Atalaya Hike, Santa Fe, NM

Does Motivational Interviewing Help Long-Term Outcomes for Obesity?

M Michalopoulou et al. Annals Int Med 2022; https://doi.org/10.7326/M21-3128. Effectiveness of Motivational Interviewing in Managing Overweight and Obesity

This review and meta-analysis examined forty-six studies involving 11 077 participants.

Key findings:

  • At 6 months, behavior weight management programs (BWMPs) using motivational interviewing (MI) were more effective than no/minimal intervention (−0.88) but were not statistically significantly more effective than lower-intensity (−0.88 ) or similar-intensity (−1.36 ) BWMPs.
  • “At 1 year, data were too sparse to pool comparisons with no/minimal intervention, but MI did not produce statistically significantly greater weight change compared with lower-intensity”

My take: Several years ago our hospital system strongly encouraged practitioners to learn motivation interviewing techniques. However, based on this review, “there is no evidence that MI increases effectiveness of BWMPs in controlling weight.”

Related blog posts:

Isle of Palms, SC

Timing of Solids and Weight Trajectory

CJ D’Hollander et al.
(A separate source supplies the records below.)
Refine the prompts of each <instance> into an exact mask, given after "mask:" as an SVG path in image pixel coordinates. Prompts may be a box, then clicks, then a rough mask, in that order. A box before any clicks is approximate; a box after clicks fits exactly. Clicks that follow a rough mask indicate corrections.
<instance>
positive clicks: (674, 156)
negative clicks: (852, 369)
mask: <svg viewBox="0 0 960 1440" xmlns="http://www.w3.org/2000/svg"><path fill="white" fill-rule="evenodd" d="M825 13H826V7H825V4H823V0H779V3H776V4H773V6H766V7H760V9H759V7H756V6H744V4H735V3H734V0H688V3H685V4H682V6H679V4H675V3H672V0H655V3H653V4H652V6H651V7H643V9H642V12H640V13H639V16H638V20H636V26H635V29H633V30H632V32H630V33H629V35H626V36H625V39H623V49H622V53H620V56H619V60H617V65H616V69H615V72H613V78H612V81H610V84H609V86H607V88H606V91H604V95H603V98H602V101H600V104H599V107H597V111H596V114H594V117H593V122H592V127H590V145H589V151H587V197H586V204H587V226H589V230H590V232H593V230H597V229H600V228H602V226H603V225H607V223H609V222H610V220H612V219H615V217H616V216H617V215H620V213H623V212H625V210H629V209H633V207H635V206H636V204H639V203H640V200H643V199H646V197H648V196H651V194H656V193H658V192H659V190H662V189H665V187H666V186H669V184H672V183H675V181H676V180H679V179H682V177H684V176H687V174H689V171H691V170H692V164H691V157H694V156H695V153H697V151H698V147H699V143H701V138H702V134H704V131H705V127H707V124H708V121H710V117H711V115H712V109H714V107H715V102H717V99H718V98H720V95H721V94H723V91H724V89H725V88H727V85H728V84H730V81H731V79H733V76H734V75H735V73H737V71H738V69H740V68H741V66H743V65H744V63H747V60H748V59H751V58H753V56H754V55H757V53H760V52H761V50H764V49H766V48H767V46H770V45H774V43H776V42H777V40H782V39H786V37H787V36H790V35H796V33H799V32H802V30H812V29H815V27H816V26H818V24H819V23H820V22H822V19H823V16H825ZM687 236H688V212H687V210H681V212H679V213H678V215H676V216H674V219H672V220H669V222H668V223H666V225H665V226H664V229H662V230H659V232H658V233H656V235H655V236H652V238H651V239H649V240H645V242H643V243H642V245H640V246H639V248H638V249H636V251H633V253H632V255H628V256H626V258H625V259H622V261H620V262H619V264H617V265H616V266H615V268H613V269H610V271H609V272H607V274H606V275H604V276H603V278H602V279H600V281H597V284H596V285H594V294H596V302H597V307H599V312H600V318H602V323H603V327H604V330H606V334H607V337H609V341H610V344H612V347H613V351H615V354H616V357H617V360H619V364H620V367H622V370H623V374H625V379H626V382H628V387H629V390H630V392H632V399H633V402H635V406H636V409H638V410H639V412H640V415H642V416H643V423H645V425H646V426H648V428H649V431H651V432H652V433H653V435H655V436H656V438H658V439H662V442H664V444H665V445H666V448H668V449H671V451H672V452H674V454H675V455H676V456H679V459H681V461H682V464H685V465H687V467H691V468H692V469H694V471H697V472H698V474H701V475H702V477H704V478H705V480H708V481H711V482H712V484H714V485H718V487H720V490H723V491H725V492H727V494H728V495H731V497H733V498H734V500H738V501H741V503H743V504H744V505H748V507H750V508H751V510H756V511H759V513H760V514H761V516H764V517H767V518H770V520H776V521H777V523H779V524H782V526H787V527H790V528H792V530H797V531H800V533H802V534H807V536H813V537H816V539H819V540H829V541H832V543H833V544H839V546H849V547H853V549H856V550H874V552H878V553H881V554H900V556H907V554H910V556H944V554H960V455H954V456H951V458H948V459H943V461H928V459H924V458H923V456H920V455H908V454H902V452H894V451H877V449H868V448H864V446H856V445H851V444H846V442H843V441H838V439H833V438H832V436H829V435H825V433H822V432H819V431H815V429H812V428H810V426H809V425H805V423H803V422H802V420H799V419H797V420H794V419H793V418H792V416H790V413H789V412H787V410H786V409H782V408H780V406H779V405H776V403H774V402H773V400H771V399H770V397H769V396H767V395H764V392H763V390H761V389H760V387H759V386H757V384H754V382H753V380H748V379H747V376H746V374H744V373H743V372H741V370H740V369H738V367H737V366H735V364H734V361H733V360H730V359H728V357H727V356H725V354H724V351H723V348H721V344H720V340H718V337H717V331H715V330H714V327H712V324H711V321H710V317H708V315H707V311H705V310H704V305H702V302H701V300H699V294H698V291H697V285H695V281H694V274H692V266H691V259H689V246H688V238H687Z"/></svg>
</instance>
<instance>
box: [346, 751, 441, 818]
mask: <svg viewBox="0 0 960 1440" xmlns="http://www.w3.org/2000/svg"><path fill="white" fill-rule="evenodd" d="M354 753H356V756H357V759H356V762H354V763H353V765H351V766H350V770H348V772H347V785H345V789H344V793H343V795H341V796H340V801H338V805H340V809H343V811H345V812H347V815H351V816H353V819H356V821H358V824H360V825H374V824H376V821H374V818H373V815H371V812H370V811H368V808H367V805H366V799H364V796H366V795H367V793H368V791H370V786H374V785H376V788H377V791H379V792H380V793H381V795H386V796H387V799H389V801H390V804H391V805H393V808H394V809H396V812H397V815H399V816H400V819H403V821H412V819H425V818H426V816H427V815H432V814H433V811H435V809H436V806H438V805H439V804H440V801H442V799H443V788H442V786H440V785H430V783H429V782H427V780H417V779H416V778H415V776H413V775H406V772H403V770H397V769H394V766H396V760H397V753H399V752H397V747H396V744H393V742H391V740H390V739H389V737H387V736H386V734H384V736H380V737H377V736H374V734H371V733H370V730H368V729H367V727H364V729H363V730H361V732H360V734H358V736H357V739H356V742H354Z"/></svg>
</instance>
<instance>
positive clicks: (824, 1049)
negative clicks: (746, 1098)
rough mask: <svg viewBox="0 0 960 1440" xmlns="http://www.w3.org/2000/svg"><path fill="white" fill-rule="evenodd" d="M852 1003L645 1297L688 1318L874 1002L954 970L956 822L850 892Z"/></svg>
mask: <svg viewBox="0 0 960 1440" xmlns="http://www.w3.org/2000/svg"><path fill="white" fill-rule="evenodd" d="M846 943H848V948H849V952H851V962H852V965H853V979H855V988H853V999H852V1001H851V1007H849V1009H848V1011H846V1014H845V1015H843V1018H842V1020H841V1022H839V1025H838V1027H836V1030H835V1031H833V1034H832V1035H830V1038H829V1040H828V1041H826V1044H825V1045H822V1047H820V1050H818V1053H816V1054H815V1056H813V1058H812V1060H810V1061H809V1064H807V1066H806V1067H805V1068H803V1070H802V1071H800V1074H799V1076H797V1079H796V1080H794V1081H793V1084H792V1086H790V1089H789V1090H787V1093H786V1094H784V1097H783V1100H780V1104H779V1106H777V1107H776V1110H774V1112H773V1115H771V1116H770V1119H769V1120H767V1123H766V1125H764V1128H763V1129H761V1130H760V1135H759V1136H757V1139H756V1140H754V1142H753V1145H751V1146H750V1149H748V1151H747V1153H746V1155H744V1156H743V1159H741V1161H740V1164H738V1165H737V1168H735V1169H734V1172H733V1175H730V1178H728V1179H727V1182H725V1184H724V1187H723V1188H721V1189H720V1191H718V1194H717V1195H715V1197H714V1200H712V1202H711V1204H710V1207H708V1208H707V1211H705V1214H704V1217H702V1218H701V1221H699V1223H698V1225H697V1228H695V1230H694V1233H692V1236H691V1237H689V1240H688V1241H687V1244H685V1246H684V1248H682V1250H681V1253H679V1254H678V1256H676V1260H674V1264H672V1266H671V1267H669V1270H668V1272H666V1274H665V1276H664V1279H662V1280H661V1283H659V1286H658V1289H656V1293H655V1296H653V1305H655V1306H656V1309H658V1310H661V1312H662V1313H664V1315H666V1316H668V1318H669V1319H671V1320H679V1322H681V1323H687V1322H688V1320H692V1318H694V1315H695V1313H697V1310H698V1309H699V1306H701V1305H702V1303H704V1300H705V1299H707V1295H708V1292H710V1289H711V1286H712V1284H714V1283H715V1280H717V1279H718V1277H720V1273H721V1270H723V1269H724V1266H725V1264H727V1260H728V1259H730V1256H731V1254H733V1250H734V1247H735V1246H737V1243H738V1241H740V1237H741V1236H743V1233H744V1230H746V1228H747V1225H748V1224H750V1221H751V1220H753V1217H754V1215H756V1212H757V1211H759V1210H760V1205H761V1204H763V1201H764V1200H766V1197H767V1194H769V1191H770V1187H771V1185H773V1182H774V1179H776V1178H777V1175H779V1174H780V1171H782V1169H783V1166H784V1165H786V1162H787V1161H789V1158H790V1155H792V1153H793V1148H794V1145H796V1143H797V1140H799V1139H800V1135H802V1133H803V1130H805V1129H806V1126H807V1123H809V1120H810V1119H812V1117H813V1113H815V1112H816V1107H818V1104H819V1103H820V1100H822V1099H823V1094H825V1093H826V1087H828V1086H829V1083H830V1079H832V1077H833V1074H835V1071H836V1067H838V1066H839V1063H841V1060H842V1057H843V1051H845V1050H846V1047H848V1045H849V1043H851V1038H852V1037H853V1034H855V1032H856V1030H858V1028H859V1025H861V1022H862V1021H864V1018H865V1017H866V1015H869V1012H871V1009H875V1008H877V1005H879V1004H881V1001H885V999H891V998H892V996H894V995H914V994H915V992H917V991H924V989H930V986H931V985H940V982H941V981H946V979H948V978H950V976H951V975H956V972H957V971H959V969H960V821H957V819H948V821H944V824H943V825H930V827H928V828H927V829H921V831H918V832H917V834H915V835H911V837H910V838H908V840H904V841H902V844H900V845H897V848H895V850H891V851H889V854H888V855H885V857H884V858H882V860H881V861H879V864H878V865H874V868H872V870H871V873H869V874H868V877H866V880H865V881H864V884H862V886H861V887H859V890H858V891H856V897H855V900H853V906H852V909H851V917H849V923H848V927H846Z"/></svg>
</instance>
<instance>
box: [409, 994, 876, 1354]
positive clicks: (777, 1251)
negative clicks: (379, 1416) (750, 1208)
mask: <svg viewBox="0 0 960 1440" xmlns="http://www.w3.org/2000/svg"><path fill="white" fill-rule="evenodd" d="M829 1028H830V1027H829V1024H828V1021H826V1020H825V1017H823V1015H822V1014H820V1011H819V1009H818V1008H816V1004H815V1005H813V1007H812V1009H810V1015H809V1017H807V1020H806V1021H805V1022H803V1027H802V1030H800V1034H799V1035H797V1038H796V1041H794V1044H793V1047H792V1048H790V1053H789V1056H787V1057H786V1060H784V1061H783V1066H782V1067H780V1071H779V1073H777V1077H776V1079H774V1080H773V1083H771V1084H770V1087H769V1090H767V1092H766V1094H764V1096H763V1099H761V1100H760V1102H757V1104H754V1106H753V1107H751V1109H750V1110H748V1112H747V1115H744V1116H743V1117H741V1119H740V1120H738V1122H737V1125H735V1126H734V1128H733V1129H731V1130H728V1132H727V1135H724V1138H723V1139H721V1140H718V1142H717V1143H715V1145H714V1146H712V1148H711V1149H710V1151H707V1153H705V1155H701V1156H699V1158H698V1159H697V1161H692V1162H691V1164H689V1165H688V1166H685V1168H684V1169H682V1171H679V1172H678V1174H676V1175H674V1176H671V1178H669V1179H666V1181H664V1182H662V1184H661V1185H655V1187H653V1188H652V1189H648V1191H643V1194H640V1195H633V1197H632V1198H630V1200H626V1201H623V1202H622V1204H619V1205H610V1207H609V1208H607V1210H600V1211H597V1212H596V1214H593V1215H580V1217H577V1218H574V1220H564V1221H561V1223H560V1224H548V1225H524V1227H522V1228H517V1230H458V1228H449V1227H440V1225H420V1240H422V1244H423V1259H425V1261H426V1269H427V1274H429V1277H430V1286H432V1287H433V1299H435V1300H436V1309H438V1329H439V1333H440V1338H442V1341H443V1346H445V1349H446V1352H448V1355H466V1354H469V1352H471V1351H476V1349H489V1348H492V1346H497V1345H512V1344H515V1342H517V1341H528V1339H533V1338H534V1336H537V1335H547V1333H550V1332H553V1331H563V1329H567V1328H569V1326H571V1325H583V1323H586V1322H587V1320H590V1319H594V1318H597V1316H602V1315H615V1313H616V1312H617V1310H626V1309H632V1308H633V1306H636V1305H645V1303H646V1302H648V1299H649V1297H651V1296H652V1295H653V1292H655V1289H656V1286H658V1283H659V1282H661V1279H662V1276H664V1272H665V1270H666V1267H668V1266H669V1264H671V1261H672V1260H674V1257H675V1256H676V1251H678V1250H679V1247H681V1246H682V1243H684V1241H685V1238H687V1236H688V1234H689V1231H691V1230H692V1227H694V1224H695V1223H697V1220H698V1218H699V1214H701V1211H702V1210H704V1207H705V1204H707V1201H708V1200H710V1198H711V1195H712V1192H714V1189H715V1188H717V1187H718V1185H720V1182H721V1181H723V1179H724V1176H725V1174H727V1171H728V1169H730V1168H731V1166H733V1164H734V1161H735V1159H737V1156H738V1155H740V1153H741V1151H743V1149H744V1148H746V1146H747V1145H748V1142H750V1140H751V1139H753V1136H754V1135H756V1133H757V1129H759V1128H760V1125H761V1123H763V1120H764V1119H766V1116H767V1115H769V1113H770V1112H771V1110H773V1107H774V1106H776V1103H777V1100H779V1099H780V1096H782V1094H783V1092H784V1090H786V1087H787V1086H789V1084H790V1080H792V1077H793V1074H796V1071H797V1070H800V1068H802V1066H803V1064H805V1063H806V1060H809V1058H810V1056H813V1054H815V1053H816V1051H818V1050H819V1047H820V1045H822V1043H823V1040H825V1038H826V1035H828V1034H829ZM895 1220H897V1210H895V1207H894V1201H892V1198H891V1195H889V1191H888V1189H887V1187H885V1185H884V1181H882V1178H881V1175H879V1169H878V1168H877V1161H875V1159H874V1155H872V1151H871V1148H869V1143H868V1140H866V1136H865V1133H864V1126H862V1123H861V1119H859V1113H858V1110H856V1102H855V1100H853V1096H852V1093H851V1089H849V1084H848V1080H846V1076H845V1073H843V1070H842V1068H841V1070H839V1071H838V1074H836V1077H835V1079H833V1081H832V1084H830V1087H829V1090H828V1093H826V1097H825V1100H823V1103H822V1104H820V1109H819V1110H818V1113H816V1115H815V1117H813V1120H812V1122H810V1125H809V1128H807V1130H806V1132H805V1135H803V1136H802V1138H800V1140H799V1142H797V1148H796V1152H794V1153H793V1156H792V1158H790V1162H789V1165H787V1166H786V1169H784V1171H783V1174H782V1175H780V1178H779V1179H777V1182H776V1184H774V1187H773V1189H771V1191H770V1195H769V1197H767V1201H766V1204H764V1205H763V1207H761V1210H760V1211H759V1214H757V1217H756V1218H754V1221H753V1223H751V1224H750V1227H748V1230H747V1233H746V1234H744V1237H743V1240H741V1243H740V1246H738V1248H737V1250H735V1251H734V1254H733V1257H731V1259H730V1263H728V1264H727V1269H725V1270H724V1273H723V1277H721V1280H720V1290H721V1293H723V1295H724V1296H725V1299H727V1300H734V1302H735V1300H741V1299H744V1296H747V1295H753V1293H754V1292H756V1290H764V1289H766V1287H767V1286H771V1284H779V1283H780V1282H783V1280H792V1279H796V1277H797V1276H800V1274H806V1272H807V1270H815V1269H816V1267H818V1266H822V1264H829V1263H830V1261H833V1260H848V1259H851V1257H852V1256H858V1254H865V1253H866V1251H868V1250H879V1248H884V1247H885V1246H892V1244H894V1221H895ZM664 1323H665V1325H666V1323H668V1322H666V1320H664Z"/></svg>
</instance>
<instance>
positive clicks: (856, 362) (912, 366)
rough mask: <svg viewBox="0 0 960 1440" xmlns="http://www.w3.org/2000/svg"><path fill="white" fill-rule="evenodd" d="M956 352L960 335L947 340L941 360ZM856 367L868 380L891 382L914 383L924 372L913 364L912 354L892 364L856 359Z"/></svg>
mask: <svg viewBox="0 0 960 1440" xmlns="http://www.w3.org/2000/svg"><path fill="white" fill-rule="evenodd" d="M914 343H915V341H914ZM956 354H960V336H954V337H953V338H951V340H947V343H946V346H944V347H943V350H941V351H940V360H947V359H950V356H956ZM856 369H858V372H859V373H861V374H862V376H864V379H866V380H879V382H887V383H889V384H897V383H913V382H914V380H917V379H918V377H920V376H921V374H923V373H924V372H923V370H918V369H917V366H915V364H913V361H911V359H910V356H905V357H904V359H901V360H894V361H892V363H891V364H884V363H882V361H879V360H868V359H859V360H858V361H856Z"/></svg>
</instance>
J Pediatr 2022; 240: 102-109. Timing of Introduction to Solid Food, Growth, and Nutrition Risk in Later Childhood

Methods: A longitudinal cohort study was conducted among healthy children 0-10 years of age participating in The Applied Research Group for Kids study between June 2008 and August 2019 in Toronto, Canada.

Key findings:

  • Of 8943 children included, the mean (SD) age of infant cereal introduction was 5.7 (2.1) months
  • Children who were introduced to infant cereal at 4 vs 6 months had 0.17 greater body mass index z score (95% CI 0.06-0.28; P = .002) and greater odds of obesity (OR 1.82; 95% CI 1.18-2.80; P = .006) at 10 years of age. 
  • Earlier cereal introduction was associated with a less-favorable eating behavior score at 18 months to 5 years of age (0.18 units higher; 95% CI 0.07-0.29; P = .001).

Limitation: This study did not randomize children into early vs late cereal introduction; thus, there may be unidentified confounders that contribute to weight gain in children offered cereal at a younger age.

My take: This study indicates that introduction of cereal at 6 months of age, rather than 4 months of age, may be beneficial in limiting excess weight gain.